Maintaining links

Filed under: Internet · Date: Fri Feb 16 00:06:40 2007

A recent meme among web developers is duplicate links, and why they should be avoided. The reasons are easy to undestand, but the methods to get there aren't so readily at hand.

The web is build for fault tolerance

Consider a link like http://www.host.com/story. The link is hackable, it's easy to write, and if you link consistently, it's the only publicly available link. But the web was not build entierly on links. If you append a slash to the link, the contents are the same, but the link has changed.

Depending of the CMS used, the same content could be accessible using multiple links, like for example: http://www.host.com/index.php?id=100 or http://www.host.com/story.html. These are all different links even though the content is exactly the same.

Maintaining links

The problem of having multiple links to the same content lies in the roots of most content management systems, and web server configurations. While the content management systems manage the data or content of a website, they don't consider links as content important enough to manage. Therefore, links are not managed, and the same content will unavoidably be served from different URLs.

To solve the problem, links must be managed. The CMS must keep track of each link it serves. Including the links that it once has served. It's not enough to keep track of the current state of links, simply because the site administrator could change the links at a later time after publishing a page. Say, there is a spelling error in the link, and it's corrected. Most modern systems just throw away the information they had on the old incorrectly spelled link and start serving the new link instead. What the CMS should do, is redirect the old link to the new link.

Application

Link management requires that the links are stored in a central place -- after all, a link can't point to two different pages, so it only makes sense to prevent such things from happening.

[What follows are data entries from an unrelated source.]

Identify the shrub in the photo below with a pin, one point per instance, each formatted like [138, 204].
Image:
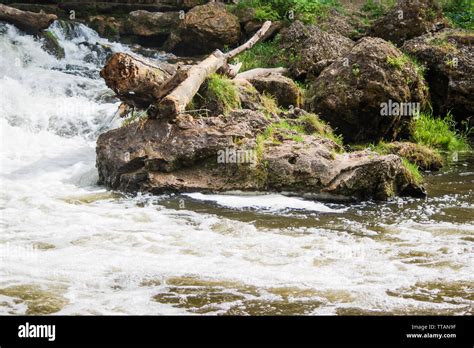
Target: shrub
[439, 133]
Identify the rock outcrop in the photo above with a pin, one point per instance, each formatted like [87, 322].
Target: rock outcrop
[310, 49]
[202, 154]
[204, 29]
[424, 157]
[449, 58]
[283, 89]
[352, 93]
[409, 19]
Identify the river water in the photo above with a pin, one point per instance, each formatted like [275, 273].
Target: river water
[68, 246]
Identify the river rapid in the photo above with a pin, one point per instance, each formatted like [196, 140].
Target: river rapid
[68, 246]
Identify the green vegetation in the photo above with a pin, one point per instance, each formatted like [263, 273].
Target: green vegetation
[305, 10]
[460, 13]
[135, 116]
[224, 91]
[397, 62]
[413, 170]
[439, 133]
[376, 9]
[269, 105]
[308, 124]
[262, 55]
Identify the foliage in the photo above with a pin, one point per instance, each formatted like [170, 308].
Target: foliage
[305, 10]
[262, 55]
[413, 170]
[225, 92]
[439, 133]
[377, 8]
[460, 13]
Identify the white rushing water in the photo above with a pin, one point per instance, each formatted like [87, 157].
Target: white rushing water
[83, 250]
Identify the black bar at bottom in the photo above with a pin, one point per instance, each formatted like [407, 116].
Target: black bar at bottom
[142, 330]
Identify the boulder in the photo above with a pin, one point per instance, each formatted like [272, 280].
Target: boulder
[283, 89]
[424, 157]
[449, 58]
[106, 26]
[409, 19]
[144, 23]
[370, 94]
[306, 46]
[157, 157]
[204, 29]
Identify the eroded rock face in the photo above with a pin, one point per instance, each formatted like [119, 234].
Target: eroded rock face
[449, 58]
[307, 46]
[409, 19]
[144, 23]
[204, 29]
[283, 89]
[158, 157]
[352, 93]
[424, 157]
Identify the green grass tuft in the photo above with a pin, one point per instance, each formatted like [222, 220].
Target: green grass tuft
[439, 133]
[262, 55]
[225, 92]
[413, 170]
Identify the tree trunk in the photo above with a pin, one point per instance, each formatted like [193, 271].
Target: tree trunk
[137, 81]
[176, 102]
[30, 22]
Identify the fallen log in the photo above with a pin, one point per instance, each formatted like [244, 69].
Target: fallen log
[30, 22]
[176, 101]
[261, 72]
[137, 81]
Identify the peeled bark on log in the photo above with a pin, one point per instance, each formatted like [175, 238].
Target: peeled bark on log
[30, 22]
[176, 102]
[261, 72]
[137, 81]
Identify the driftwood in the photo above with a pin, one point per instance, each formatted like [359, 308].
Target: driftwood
[261, 72]
[137, 81]
[31, 22]
[166, 89]
[176, 101]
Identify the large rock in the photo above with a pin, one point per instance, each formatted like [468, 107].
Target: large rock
[158, 157]
[449, 58]
[283, 89]
[352, 92]
[204, 29]
[144, 23]
[409, 19]
[308, 46]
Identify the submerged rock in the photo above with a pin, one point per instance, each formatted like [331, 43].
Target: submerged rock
[308, 46]
[370, 94]
[409, 19]
[449, 58]
[217, 154]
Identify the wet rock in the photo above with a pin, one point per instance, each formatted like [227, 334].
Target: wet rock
[283, 89]
[449, 58]
[204, 29]
[409, 19]
[159, 157]
[352, 93]
[144, 23]
[306, 46]
[51, 44]
[108, 27]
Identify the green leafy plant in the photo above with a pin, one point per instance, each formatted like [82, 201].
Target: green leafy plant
[439, 133]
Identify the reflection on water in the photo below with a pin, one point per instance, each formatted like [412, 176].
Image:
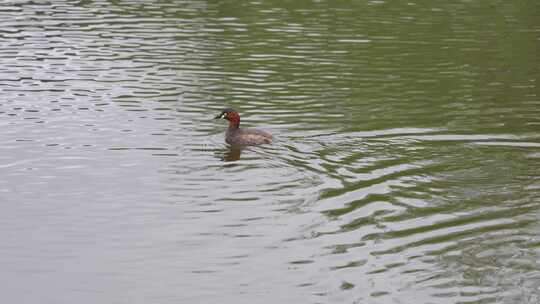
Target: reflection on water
[406, 170]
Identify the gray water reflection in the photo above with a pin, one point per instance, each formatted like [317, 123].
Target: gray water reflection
[405, 166]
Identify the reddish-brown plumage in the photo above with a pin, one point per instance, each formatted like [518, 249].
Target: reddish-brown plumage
[239, 136]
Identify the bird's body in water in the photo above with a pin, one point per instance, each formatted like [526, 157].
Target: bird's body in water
[241, 136]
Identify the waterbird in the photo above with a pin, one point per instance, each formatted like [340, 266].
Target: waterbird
[242, 136]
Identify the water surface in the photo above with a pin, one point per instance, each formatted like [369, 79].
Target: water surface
[405, 167]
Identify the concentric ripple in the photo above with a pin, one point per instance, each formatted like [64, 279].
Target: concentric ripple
[405, 166]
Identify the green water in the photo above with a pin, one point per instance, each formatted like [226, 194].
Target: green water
[405, 167]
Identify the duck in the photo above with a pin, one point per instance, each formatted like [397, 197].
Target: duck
[242, 136]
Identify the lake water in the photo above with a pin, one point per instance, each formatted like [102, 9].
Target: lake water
[406, 165]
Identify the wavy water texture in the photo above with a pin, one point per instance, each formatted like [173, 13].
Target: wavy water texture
[405, 166]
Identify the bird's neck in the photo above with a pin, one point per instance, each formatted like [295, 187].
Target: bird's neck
[234, 123]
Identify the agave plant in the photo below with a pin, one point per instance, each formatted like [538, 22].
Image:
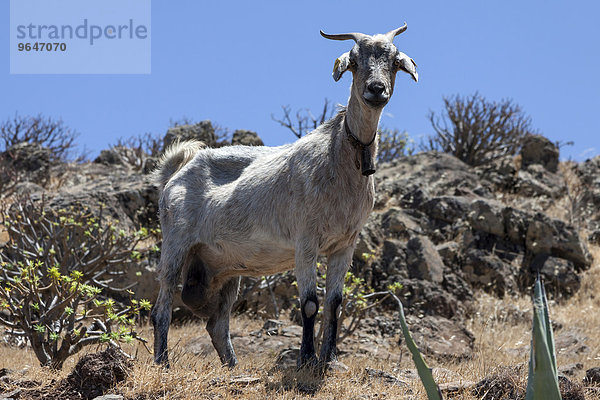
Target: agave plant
[542, 382]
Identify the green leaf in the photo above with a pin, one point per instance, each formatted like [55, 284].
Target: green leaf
[432, 389]
[542, 382]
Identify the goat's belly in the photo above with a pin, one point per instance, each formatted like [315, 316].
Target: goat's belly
[250, 261]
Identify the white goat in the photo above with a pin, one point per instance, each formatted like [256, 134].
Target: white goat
[254, 211]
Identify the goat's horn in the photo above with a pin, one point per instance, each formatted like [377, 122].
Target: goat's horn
[395, 32]
[343, 36]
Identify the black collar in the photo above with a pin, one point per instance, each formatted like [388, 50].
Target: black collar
[368, 168]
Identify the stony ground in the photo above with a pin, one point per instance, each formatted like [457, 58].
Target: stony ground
[464, 242]
[379, 366]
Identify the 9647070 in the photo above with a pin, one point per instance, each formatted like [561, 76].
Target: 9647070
[42, 46]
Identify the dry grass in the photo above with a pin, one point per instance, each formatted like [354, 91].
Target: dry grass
[501, 327]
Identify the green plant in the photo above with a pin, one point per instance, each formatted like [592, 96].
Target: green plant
[478, 131]
[57, 280]
[393, 144]
[358, 298]
[542, 382]
[60, 314]
[432, 389]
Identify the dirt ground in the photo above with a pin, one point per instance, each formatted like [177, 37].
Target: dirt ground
[379, 367]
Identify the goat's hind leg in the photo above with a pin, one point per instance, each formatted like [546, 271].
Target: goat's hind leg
[338, 265]
[306, 276]
[218, 323]
[161, 312]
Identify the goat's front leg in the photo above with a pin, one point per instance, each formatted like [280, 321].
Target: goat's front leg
[218, 323]
[337, 267]
[306, 276]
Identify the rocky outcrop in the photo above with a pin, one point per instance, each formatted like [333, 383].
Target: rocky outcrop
[203, 131]
[246, 138]
[440, 228]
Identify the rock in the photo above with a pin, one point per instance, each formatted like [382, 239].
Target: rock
[396, 222]
[446, 208]
[570, 369]
[385, 377]
[423, 260]
[501, 385]
[535, 181]
[489, 272]
[441, 337]
[559, 277]
[449, 252]
[555, 237]
[109, 157]
[588, 201]
[487, 216]
[537, 149]
[109, 397]
[426, 297]
[271, 327]
[500, 171]
[393, 263]
[246, 138]
[95, 373]
[28, 188]
[592, 376]
[203, 131]
[287, 358]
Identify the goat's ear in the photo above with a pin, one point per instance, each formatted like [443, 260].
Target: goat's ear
[407, 64]
[341, 65]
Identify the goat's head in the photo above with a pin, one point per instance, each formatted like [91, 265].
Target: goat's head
[374, 61]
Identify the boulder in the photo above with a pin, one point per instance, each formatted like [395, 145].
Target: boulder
[441, 337]
[538, 149]
[487, 271]
[423, 260]
[203, 131]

For an experienced developer, adding link management is not difficult, altough it demands time to change the entire CMS to work with an universal repository of links.

The following example shows a minimalistic implementation of link repository for link management:

CREATE TABLE link (
uri VARCHAR NOT NULL,
id INTEGER,
status INTEGER DEFAULT 200,
meta VARCHAR
);

The id attribute is an identifier in the CMS for the page or data which the link should show. This information will depend on the CMS, and it could require additional attributes, link the type of link. HTTP status is saved in status attribute. The default value 200 indicates that everything is OK. If the status is not OK, then the meta attribute can be used to tell what's wrong with the link. If the status is 301 or 302, then meta could point to the new location of the page.

Conclusion

Maintaining links is not difficult, but it requires a certain amount of time to get it right. Managing links helps the CMS to keep a single link for a certain page.


Comments are disabled for this post.